What followed was a stellar amateur career which included a bronze medal at the 2008 Youth Commonwealth Games, a silver at the 2010 Commonwealth Games, qualification for the 2012 Olympic Games in London and culminated in his finest moment as an amateur boxer - winning gold at the 2014 Commonwealth Games in Glasgow.

“Winning in front of 10,000 people at the [Glasgow] Hydro and then blasting out the ‘Flower of Scotland’ in front of them all. That was a dream come true,” Taylor said.

After Commonwealth glory, Taylor found it an easy decision to turn professional with Cyclone Promotions, despite being offered what he described as a great deal from MGM Marbella.

Taylor was looking for a trainer who could give him a large amount of one-to-one time. With the backing of Barry McGuigan, and the stewardship of his son Shane, Taylor has been loving life with Cyclone since day one.

“I was on the way down to the boxing writers' dinner [in 2015], and my phone goes and it was Barry." Taylor said. "He wanted to meet up and talk about turning pro. I went down straight away. The package they offered was brilliant, and they had Shane looking after my nutrition, weight and strength. Everything was getting taken care of. It was an easy choice to make. I think I’ve made the right choice.”

Of trainer Shane, Taylor said: “He’s brilliant. “He’s only 27, but he’s got the knowledge of a man that’s been amongst the game for 30-40 years. His tactics are always spot on. His training’s brilliant, and it’s different every day.
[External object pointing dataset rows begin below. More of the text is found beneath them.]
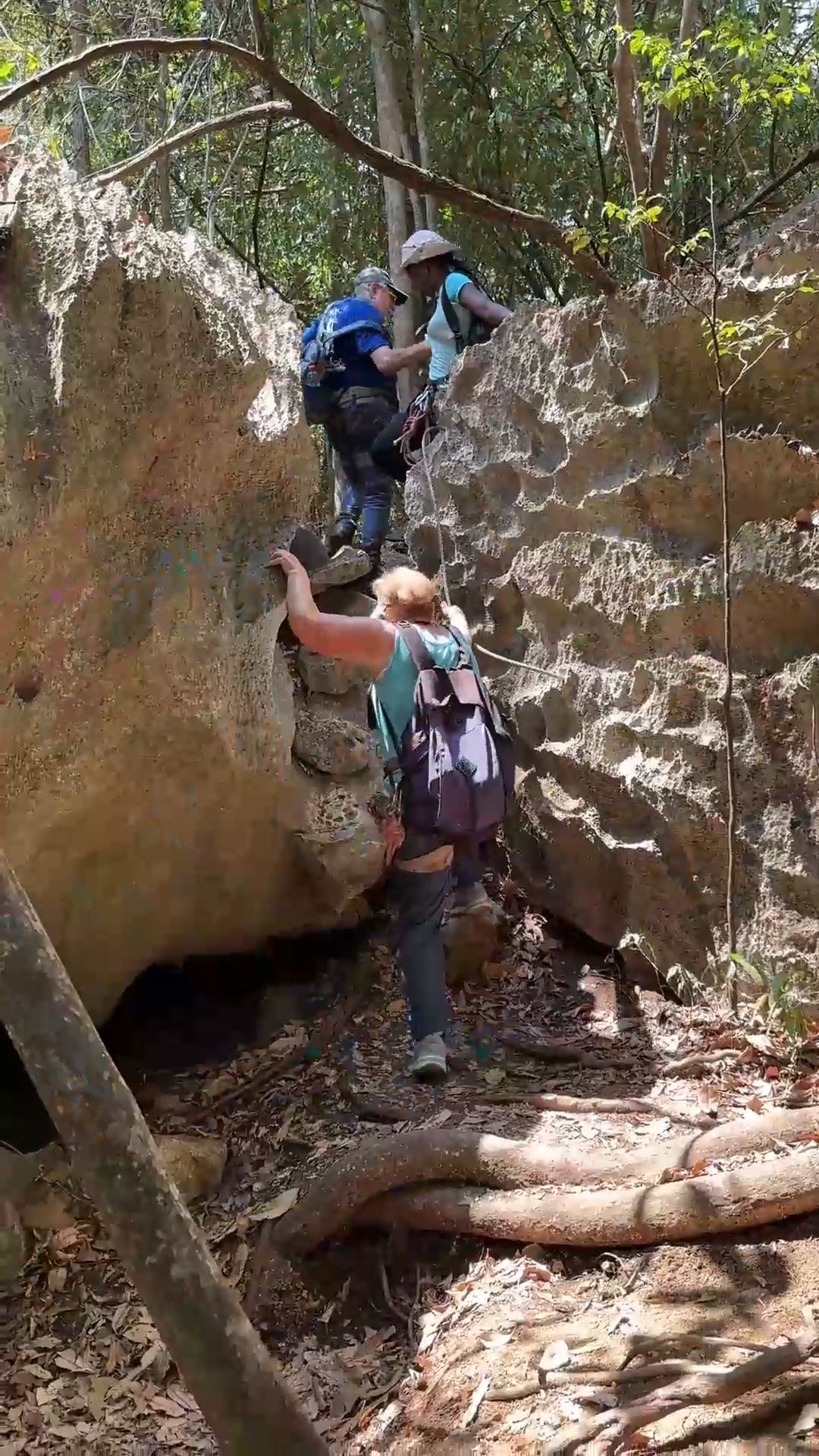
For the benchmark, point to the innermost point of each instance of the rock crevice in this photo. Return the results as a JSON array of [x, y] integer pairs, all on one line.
[[577, 482]]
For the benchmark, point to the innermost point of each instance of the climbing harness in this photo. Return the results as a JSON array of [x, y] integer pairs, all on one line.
[[497, 657]]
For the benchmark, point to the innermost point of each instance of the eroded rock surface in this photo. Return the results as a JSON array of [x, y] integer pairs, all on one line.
[[579, 492], [152, 450]]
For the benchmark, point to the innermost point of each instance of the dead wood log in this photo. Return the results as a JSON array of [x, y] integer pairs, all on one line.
[[561, 1052], [611, 1218], [224, 1365], [610, 1429], [599, 1106], [433, 1155], [700, 1062]]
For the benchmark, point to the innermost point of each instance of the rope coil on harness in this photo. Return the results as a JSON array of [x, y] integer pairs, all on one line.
[[497, 657]]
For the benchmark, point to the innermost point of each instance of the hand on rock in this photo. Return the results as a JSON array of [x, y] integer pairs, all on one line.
[[286, 560]]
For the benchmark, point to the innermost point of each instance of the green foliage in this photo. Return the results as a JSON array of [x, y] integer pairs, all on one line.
[[781, 1006], [519, 104]]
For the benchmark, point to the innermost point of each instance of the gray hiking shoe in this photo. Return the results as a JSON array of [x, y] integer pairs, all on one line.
[[428, 1062]]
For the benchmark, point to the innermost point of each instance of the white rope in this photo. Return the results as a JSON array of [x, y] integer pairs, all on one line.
[[522, 667], [445, 582]]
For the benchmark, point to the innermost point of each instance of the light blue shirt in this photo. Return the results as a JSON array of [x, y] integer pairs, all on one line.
[[392, 693], [439, 335]]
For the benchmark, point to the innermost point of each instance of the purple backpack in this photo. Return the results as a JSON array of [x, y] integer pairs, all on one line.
[[457, 759]]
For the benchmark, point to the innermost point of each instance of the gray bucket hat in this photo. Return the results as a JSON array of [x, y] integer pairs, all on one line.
[[381, 275]]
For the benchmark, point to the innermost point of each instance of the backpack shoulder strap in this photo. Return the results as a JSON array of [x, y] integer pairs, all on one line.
[[450, 316], [416, 645]]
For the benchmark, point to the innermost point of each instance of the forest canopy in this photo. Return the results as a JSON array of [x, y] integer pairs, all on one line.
[[620, 128]]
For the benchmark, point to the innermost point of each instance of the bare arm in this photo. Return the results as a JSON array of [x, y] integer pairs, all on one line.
[[391, 362], [483, 308], [366, 641]]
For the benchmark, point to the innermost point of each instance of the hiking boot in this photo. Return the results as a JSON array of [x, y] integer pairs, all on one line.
[[465, 899], [366, 584], [340, 535], [428, 1062]]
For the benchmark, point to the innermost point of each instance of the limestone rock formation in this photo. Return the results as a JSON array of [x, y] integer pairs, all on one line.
[[579, 491], [152, 450]]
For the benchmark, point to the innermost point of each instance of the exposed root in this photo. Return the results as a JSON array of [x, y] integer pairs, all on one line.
[[601, 1106], [700, 1062], [560, 1052], [553, 1379], [610, 1429], [613, 1218], [438, 1155]]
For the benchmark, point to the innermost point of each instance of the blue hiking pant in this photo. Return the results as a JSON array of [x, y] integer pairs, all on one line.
[[422, 899], [359, 417]]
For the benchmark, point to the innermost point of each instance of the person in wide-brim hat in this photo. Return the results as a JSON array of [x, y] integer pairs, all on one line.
[[433, 267]]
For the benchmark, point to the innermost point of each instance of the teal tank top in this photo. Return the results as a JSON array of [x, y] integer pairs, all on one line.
[[394, 691]]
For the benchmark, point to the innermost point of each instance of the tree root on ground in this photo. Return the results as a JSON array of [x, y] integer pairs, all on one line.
[[436, 1155], [601, 1106], [561, 1052], [611, 1429], [611, 1218]]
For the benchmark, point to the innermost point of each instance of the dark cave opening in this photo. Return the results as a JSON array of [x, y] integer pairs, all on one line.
[[197, 1014]]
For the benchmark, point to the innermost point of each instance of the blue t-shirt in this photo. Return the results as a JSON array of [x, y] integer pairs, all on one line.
[[394, 691], [439, 335], [354, 350]]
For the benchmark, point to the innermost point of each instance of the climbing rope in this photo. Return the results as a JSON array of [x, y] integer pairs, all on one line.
[[497, 657]]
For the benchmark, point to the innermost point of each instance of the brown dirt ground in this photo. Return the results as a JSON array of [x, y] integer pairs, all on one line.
[[394, 1345]]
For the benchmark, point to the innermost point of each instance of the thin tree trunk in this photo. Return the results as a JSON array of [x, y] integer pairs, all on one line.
[[661, 146], [224, 1365], [630, 126], [162, 166], [420, 105], [391, 137], [76, 15]]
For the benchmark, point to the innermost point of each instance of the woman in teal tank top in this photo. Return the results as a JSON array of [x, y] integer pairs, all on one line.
[[425, 867]]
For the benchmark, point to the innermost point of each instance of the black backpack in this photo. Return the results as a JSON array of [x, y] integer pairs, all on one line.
[[479, 331], [455, 758]]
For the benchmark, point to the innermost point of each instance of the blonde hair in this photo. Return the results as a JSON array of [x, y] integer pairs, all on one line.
[[417, 596]]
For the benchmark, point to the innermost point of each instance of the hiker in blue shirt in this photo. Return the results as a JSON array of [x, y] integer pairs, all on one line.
[[464, 315], [433, 871], [349, 369]]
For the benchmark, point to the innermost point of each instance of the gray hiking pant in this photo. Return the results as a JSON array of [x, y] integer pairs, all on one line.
[[422, 899]]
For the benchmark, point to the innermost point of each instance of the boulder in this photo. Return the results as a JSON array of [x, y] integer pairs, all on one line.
[[577, 481], [330, 745], [153, 449]]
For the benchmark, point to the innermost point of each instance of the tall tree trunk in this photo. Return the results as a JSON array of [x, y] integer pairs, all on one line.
[[392, 139], [76, 15], [164, 166], [224, 1365], [420, 107]]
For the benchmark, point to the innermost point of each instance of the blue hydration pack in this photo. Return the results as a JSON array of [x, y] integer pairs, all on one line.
[[322, 372]]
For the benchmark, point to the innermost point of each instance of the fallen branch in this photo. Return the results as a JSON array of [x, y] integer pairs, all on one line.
[[698, 1062], [610, 1429], [368, 1106], [433, 1155], [328, 126], [599, 1106], [611, 1218], [248, 117], [560, 1052], [241, 1391], [808, 159]]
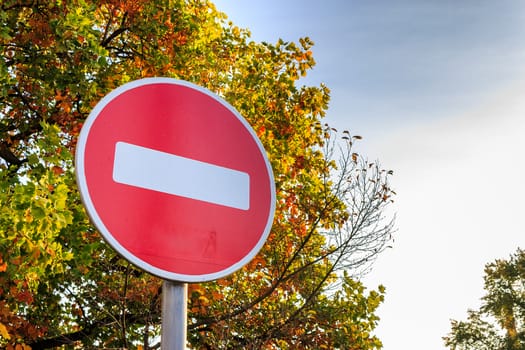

He’ll focus on something different for a few weeks and develop it. 

“He’s young and fit, so he can keep up with you as well. He can show you a few things. He totally lives and breathes boxing. He’s 24/7 100 per cent boxing. That’s all he does. That’s a thing you’re looking for in a coach, one that totally loves the sport as well.”

Barry McGuigan believes Taylor will be the poster boy for the new generation of Scottish boxers. The dream for Taylor is to headline a show at Edinburgh Castle, or Easter Road, the home of Hibernian Football Club – the green half of the city that Taylor supports as opposed to the maroon side of Heart of Midlothian.

“The only thing is with Edinburgh, the Hibs-Hearts thing, it could divide fans," Taylor said. "So I would probably say fighting at Edinburgh Castle is the dream. If I could get it at Easter Road it would be absolutely brilliant. But Edinburgh Castle would be something special, it would be something for the history books.”